A day after official data showed economic growth in the first quarter of the current financial year was better than expected, Finance Minister Arun Jaitley on Saturday assured investors that the the government was committed to taking business-friendly measures. He suggested these steps, such as increasing the cap on foreign investment in insurance and amending the land acquisition Act, besides meeting the disinvestment and fiscal deficit targets would push economic expansion in the remaining part of the year at much higher rates than the two-year-high rate of 5.7 per cent in the April-June quarter.
Listing the decisions taken by his ministry in the past 90 days, Jaitley asserted the new government had replaced the mood of pessimism with business-friendly decisions.
The finance minister indicated, albeit in a lighter vein, his preference for a cut in interest rates by the Reserve Bank of India. To a query on when he expected the RBI to cut the policy rate, he said: “Left to me, I hope very soon. But I am sure those who decide have also heard your question.”

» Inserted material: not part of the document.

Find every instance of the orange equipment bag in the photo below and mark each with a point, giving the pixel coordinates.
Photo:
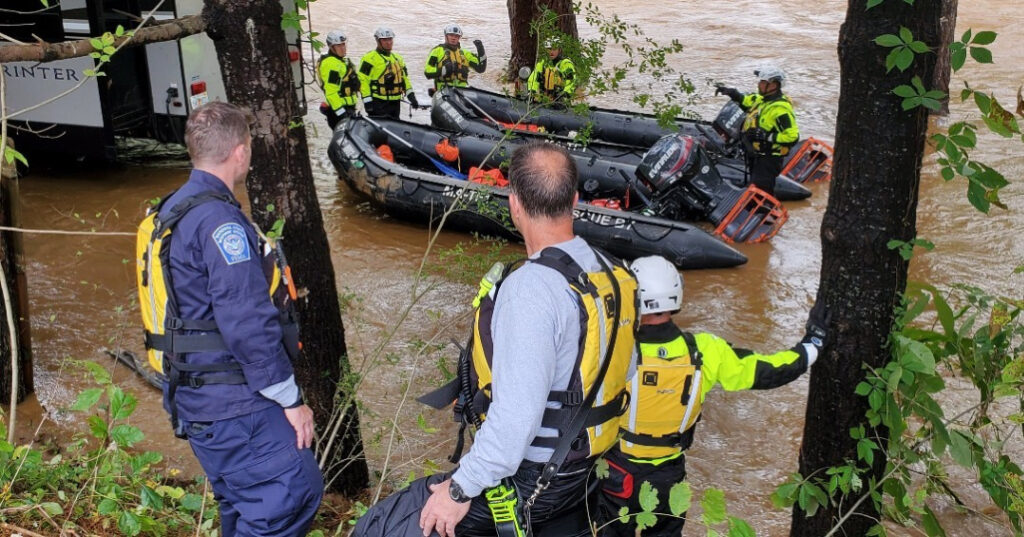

With the government liberalising the foreign investment regime in defence and railway projects, Jaitley said, international investors were eagerly looking at India. To woo them and other investors further, he exuded confidence, a Bill to raise foreign investment in insurance would be passed in the winter session of Parliament. He also indicated a consensus on the goods and services tax (GST) would be evolved with states.
Besides, he said, a disinvestment road map would be unveiled shortly, and indicated the land acquisition Act might be changed with political parties’ support.
“International investors are looking at us with great curiosity and I am sure we will see the impact of this,” he said while addressing his first press conference to mark the 100 days of the Narendra Modi government.
Eyeing foreign investment, Jaitley said: “We took a firm decision on insurance. I do hope the insurance amendments will be passed in the next session of Parliament.” The minister hoped the select committee set up by Parliament to scrutinise the insurance Bill would soon start work.
He said he was trying hard to build a consensus on GST. However, too many products could not be kept outside the new tax regime, he said, even as states have demanded that petroleum and alcohol be excluded.
“The empowered committee has expressed an opinion that certain items be kept out. Now, too many items cannot be kept out because the larger object itself could get defeated,” he said. This was the issue on which he was in discussion with some states, the finance minister said.
On the land acquisition Bill, Jaitley said states and the Centre were both realising the challenges and he was going to discuss with major political parties, through the rural development minister, whether more flexibility would be available.
He said while he initially considered the target of reining in the fiscal deficit at 4.1 per cent of gross domestic product (GDP) set by his predecessor P Chidambaram challenging, he now thought it was achievable. The deficit has already breached 60 per cent of the target in the first four months of the current financial year and was above 10 per cent of the GDP in the first quarter.
Jaitley said he would hold discussions with the members of the Expenditure Management Commission for early recommendations on subsidy rationalisation, so that some work could be started this year itself.
Finance Secretary Arvind Mayaram exuded confidence the disinvestment target of Rs 58,425 crore would be exceeded.
Nothing from this head has so far come into the government’s kitty.
Jaitley said the manufacturing curve had turned, the services sector was looking up and inflation had, by and large, moderated. However, he cautioned uncertainty over coal allocation might have an impact on economic growth. “If resources cannot be utilised, its adverse impact is inevitable,” he said. The Supreme Court is expected to deliver a verdict on the issue on Monday.
Jaitley said it was a challenging situation as a number of tenders were lying unresponded. He said the new government had hastened decision making, created a special mechanism to resolve tax disputes and taken steps to increase investment in manufacturing and infrastructure.
Jaitley said the election results were a mood changer and the new government did not have any internal bickering, unlike the previous United Progressive Alliance regime, leading to smooth decision-making. All steps taken by the finance ministry had the support of the prime minister and his office, he said.
Meanwhile, Mayaram said the economy was moving to an upward trajectory and global rating agencies would take note of the development. He was replying to a query whether global rating agencies like Moody’s and Standard & Poor’s would upgrade India’s credit rating in the light of the first-quarter GDP data. Representatives of S&P’s had met senior finance ministry officials on August 12 and those from Fitch and Moody’s are to meet officials over the next two months.